I disagree wholeheartedly. End and terminate ARE in fact synonyms. A list of English synonyms for terminate is long: http://www.thesaurus.com/browse/terminate?s=t
This list includes "end" but does not restrict to that one word.
If instead of "terminates" I had used, say, "concludes," duolingo's program would have marked it wrong as well. A fault in your programming is that the programmer's choice in translation to English of a word in any other language is deemed automatically correct and you will not correct YOUR mistakes.
And THAT is just plain wrong. For instance, I just now left the gym: I terminated my workout; I ended my workout; I concluded my workout-- I did NOT use "terminates" intransitively in translating that sentence. Friend, I was translating to English...into English accepted usage. Usted comprende?
BTW, in your example, why would "que'" be wrong when it also is correct. I grant you that formal Spanish usage may be as you say, but that does not mean that I would be misunderstood in conversation with people on the street in Cochabamba, Bolivia (mi Espanol entonces, muy mal). English employs a lot of colloquialisms in everyday conversation; throughout Latin America, colloquialisms (palabra familiar) are also employed. No?
Don't pour too much of your heart in. Our squabble is not worth it. :)
A thesaurus lists synonyms, right. But two words are very rarely perfect synonyms. The thesaurus lists words that you can use instead of other words so you don't like a broken record when writing a longer text, but it doesn't tell you how to use those words. Let's take a few examples from the list and try to apply it to your "I [verbed] my workout" example:
- I discontinued my workout. - perfectly fine
- I completed my workout. - wonderful
- I halted my workout. - a bit technical, but fine
- I ceased my workout. - also okay
- I restricted my workout. - That's not ending, just doing less.
- I cancelled my workout. - I didn't even start it. Or cut it off in the middle.
- I annulled my workout. - All the pounds I shed are back on my hips.
- I expired my workout. - I don't think you can use "expire" transitively here.
and my personal favourite:
- I abolished my workout. - I'm very lazy.
You see, you cannot just replace one word with another you found in the thesaurus and call it a day. They mostly don't have the exact same meaning, and sometimes have different grammar constraints. "Expire" cannot use an object (unless it's about breathing), and "terminate" can't go without.
(What I found funny here is that "end" is not even in the strong synonym group of "terminate". :D )

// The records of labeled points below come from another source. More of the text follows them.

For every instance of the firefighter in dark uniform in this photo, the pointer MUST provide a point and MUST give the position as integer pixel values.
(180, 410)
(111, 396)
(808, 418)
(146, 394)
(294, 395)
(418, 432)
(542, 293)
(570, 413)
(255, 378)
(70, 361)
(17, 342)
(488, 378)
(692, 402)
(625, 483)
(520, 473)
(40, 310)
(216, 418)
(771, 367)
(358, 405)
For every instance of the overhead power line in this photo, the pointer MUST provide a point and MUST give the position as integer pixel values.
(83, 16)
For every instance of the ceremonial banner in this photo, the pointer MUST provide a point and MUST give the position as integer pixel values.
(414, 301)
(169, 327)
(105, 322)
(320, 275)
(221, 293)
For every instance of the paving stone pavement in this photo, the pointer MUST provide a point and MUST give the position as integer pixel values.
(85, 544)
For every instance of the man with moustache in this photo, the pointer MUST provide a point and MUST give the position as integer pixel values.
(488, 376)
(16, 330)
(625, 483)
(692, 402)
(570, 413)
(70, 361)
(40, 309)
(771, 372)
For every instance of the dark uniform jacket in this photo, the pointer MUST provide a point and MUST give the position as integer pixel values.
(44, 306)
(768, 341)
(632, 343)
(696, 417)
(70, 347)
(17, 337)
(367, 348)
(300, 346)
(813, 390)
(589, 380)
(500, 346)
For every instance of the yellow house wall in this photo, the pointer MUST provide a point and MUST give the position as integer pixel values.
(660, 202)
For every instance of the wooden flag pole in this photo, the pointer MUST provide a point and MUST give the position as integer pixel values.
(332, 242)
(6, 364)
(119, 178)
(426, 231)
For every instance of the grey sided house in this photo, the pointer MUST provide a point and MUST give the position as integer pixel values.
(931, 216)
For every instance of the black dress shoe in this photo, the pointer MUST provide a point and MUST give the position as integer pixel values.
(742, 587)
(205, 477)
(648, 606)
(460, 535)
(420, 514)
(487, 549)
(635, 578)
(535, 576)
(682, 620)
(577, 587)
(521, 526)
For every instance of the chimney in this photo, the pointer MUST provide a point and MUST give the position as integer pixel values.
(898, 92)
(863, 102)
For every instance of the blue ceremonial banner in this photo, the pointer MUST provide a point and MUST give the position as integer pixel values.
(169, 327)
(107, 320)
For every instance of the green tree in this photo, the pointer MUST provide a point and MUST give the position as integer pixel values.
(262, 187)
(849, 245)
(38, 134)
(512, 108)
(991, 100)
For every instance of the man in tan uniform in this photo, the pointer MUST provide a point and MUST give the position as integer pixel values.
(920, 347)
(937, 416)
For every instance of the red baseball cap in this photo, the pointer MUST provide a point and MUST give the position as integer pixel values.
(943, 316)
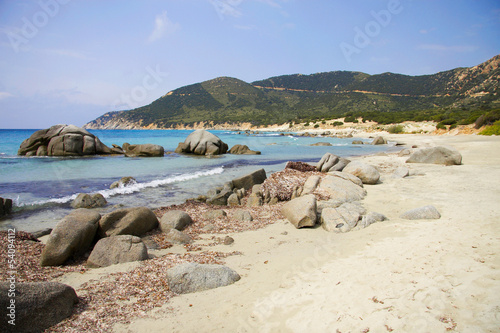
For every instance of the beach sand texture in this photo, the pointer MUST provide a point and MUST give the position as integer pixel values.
(398, 275)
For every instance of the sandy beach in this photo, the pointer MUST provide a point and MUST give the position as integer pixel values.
(398, 275)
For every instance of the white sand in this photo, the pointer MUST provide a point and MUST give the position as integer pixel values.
(407, 276)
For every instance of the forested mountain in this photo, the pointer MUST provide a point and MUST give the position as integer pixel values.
(461, 94)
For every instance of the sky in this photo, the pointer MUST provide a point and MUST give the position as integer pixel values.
(71, 61)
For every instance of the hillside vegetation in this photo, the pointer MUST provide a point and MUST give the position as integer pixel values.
(458, 96)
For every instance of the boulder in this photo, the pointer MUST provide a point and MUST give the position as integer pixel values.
(248, 181)
(321, 144)
(436, 155)
(116, 250)
(72, 236)
(214, 214)
(242, 150)
(243, 215)
(175, 219)
(301, 212)
(85, 200)
(220, 199)
(341, 189)
(254, 200)
(177, 237)
(128, 221)
(5, 206)
(367, 173)
(310, 185)
(38, 305)
(123, 182)
(421, 213)
(346, 176)
(330, 162)
(62, 140)
(201, 142)
(379, 141)
(233, 200)
(144, 150)
(194, 277)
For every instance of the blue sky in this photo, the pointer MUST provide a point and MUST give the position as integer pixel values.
(70, 61)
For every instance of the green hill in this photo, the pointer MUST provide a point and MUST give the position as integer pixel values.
(461, 94)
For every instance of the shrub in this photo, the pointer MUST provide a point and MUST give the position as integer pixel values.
(395, 129)
(492, 130)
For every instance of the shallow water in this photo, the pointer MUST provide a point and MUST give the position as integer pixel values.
(43, 187)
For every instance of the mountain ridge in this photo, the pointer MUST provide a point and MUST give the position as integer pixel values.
(459, 92)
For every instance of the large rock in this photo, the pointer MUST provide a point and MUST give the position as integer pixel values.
(367, 173)
(116, 250)
(436, 155)
(175, 219)
(85, 200)
(301, 212)
(421, 213)
(248, 181)
(342, 190)
(62, 140)
(330, 162)
(128, 221)
(144, 150)
(379, 141)
(72, 236)
(194, 277)
(38, 305)
(201, 142)
(242, 150)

Your example of "I terminated my workout" works because, again, you have a direct object here. If you make it object-less you'll have the well-working "My workout ends" and "My workout concludes", but "My workout terminates" still makes me say "Terminates what?"
"Your example of "I terminated my workout" works because, again, you have a direct object here. If you make it object-less you'll have the well-working "My workout ends" and "My workout concludes", but "My workout terminates..."
No, I wouldn't say that, I would, however, say "My workout terminated." Ryagon IV, for some reason the forms didn't offer the option of replying to the above post. So, I'm assuming we're done with this now.
There is no "Reply" button up there because the Duo comment system doesn't support more than five nested replies. :)
Whether it's present tense or past tense should not matter with the issue. Whether it's "My workout terminates" or "terminated" or "has terminated" or "is terminating", in each case it's still assuming an object. Your workout is going to end something, according to the dictionary, to me, and to many native speakers, I guess. As always, you can suggest your answer to the Duolingo team, but do not hold your breath for them accepting it. If you're asking me, you can use your grammar however you want, I won't complain (just twitch occasionally), but you cannot force your grammar decisions on others without proper backing. Language is a series of compromises, after all.